「啊——欢迎回来,胜己!」
夜里刚推开大门,浑身酒气的爆豪才刚往屋内踏出无力的一步,就被一声轻而柔的嗓音唤的怔住。他定睛一看,本该因工作而未归的冷名就站在他眼前。
也不知是否因为意识稍稍和酒力拼的势均力敌,在爆豪眼里,此刻的她笑得彷彿在说他像个孩子似的无奈。
他这张谁都不放过的嘴,惟有在冷名面前有时会提不起劲。
那时提起的总是唇角,正如此时。
冷名见他醉酒,连忙上前接过他的外套和背包,勾着他的臂膀陪他一块儿走,生怕他一个踉蹌摔伤自己。
一向不示弱的爆豪这会儿倒是什么也没说,他只是将精力花费在将冷名担心的嘮叨他的模样收进眼底。

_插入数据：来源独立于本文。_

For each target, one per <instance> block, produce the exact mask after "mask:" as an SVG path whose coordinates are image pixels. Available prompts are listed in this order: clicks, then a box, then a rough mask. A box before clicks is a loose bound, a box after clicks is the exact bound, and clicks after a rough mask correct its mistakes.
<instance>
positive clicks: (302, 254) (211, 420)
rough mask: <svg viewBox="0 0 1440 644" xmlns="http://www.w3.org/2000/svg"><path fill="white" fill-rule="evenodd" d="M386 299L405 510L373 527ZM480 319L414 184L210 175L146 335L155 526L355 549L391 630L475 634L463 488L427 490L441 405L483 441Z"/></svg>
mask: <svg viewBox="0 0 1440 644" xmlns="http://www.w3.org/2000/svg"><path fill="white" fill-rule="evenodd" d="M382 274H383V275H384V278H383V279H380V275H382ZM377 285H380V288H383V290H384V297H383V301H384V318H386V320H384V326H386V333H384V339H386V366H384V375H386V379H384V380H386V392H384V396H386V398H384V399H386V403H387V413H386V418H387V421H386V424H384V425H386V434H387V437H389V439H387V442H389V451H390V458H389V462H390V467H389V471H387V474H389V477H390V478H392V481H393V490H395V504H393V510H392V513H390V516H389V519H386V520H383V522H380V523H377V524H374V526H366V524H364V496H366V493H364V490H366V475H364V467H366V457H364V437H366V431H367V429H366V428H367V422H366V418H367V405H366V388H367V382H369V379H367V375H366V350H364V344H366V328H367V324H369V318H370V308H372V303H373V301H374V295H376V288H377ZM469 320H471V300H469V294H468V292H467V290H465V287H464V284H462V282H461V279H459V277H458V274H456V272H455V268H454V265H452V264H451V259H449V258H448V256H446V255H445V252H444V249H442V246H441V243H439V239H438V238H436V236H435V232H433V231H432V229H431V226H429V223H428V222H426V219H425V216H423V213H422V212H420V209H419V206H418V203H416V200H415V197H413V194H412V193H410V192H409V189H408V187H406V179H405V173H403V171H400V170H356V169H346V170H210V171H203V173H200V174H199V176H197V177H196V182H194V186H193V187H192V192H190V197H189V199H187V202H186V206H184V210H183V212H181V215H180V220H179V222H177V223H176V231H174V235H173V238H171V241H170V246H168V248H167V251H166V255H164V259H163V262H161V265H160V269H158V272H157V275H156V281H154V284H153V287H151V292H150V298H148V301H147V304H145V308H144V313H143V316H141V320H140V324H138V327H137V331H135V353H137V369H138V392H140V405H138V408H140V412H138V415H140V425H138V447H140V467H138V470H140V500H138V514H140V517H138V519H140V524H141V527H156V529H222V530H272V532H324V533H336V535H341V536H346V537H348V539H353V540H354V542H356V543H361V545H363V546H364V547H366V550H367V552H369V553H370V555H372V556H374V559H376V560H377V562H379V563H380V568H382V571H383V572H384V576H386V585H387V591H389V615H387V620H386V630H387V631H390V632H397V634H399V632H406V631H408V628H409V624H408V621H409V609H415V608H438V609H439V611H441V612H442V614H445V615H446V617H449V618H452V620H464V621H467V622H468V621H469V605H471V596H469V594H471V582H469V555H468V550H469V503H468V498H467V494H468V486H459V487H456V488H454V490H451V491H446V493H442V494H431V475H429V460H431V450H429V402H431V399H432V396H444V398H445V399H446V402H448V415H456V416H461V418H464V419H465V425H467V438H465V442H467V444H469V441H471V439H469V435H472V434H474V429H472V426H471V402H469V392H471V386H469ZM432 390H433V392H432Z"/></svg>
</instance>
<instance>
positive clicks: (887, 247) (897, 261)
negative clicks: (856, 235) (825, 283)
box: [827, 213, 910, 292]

白皙的脸庞上,咕噥着的小嘴有时瘪有时噘,总是平稳的柳眉忧的都微蹙起来,就算修长的睫毛再怎么眨,蓝色的眸子内也能清楚看见一个男人专注同时却又呆愣的模样……一桩桩一件件,清晰的叫他都快分不清自己到底是醒还是醉。
或许,只是他平日里看多了才会如此。
或许,就是他平日里总看着才会如此。
「所以说你以后还是……」
「喂。」
「……怎么了?」
一直默默听自己念叨的恋人忽地发话,冷名的口就如步伐那般停了下来。
侧头往一旁看去,只见爆豪一语不发的盯着她,等了好一会儿他也都没有说话。
「……怎么?我有这么好看?」
「废话,你跟丑哪里沾的上边?」
「……」
爆豪一面压低声音说着,一面抬起左手按在冷名的肩上,右手则在捧起她的脸颊后开始胡乱摩挲。
即便如此,他的动作还是放的很轻。
即使如此,他的目光还是投注的很炙热。
冷名微微瞇起了眼睛,任由爆豪抚摸自己的面颊。她知道,他这是遇到了什么烦心事。
「助手的事——慢慢来也不急。」她右手指尖轻按他的腕,又用左手覆在那抚着自己脸的宽大手掌上,「适合的人一定会出现的。」
她的声音很轻,正如爆豪微微垂下的睫毛一般。
「……我知道。」不等冷名开口,爆豪接着说道,「不是因为这个。」
冷名还以为他是徵不到助手、在同学会被笑的够呛才烦闷不已。真要说的话,近期除了这件事以外,她也想不明白还有什么能困扰他了。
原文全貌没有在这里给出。